Pytorch作为新兴的深度学习框架,目前的使用率正在逐步上升。相比TensorFlow,Pytorch的上手难度更低,同时Pytorch支持对图的动态定义,并且能够方便的将网络中的tensor格式数据与numpy格式数据进行转换,使得其对某些特殊结构的网络定义起来更加方便,但是Pytorch对于分布式训练之类的支持相对较差,同时没有Tensorboard之类的工具对网络进行方便的可视化。当然,Tensorflow能够选择Keras之类的框架,来大幅简化网络架设工作。
Pytorch拥有一个不错的官方教程https://pytorch.org/tutorials/,包含了从基本运算到图像分类、语义识别、增强学习和今年大火的GAN等案例,解释的也非常清楚。这里主要依据官网的这篇教程https://pytorch.org/tutorials/beginner/blitz/cifar10_tutorial.html,并且对网络结构了一些改进,来练习Pytorch的使用。

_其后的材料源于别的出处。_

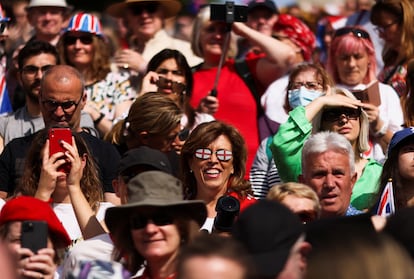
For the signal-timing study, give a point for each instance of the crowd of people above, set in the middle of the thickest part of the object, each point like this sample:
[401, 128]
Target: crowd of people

这里也按照官网的步骤来,首先是通过torchvision库导入cifar10数据集:
import torch
import torchvision
import torchvision.transforms as transforms
transform = transforms.Compose(
[transforms.ToTensor(),
transforms.Normalize((0.5, 0.5, 0.5), (0.5, 0.5, 0.5))])
trainset = torchvision.datasets.CIFAR10(root='./data', train=True,
download=True, transform=transform)
trainloader = torch.utils.data.DataLoader(trainset, batch_size=4,
shuffle=True, num_workers=2)
testset = torchvision.datasets.CIFAR10(root='./data', train=False,
download=True, transform=transform)
testloader = torch.utils.data.DataLoader(testset, batch_size=4,
shuffle=False, num_workers=2)
classes = ('plane', 'car', 'bird', 'cat',
'deer', 'dog', 'frog', 'horse', 'ship', 'truck')
查看图片之类的操作就看官网教程好了,这里省略掉。
第二步是定义卷积神经网络,官网使用的作为示例的网络如下:
class Net(nn.Module):
def __init__(self):
super(Net, self).__init__()
self.conv1 = nn.Conv2d(3, 6, 5)
self.pool = nn.MaxPool2d(2, 2)
self.conv2 = nn.Conv2d(6, 16, 5)
self.fc1 = nn.Linear(16 * 5 * 5, 120)
self.fc2 = nn.Linear(120, 84)
self.fc3 = nn.Linear(84, 10)
def forward(self, x):
x = self.pool(F.relu(self.conv1(x)))
x = self.pool(F.relu(self.conv2(x)))
x = x.view(-1, 16 * 5 * 5)
x = F.relu(self.fc1(x))
x = F.relu(self.fc2(x))
x = self.fc3(x)
return x
net = Net()
这个网络是卷积+全连接层的形式,这种结构的网络效果其实不好,因为全连接层传递效率较低,同时会干扰到卷积层提取出的局部特征,并且也没有用到BatchNorm和Dropout来防止过拟合的问题。现在流行的网络结构大多采用全卷积层的结构,下面的结构效果会好很多:
import torch.nn as nn
import torch.nn.functional as F
class Net(nn.Module):
def __init__(self):
super(Net, self).__init__()
self.conv1 = nn.Conv2d(3, 64, 3, padding = 1)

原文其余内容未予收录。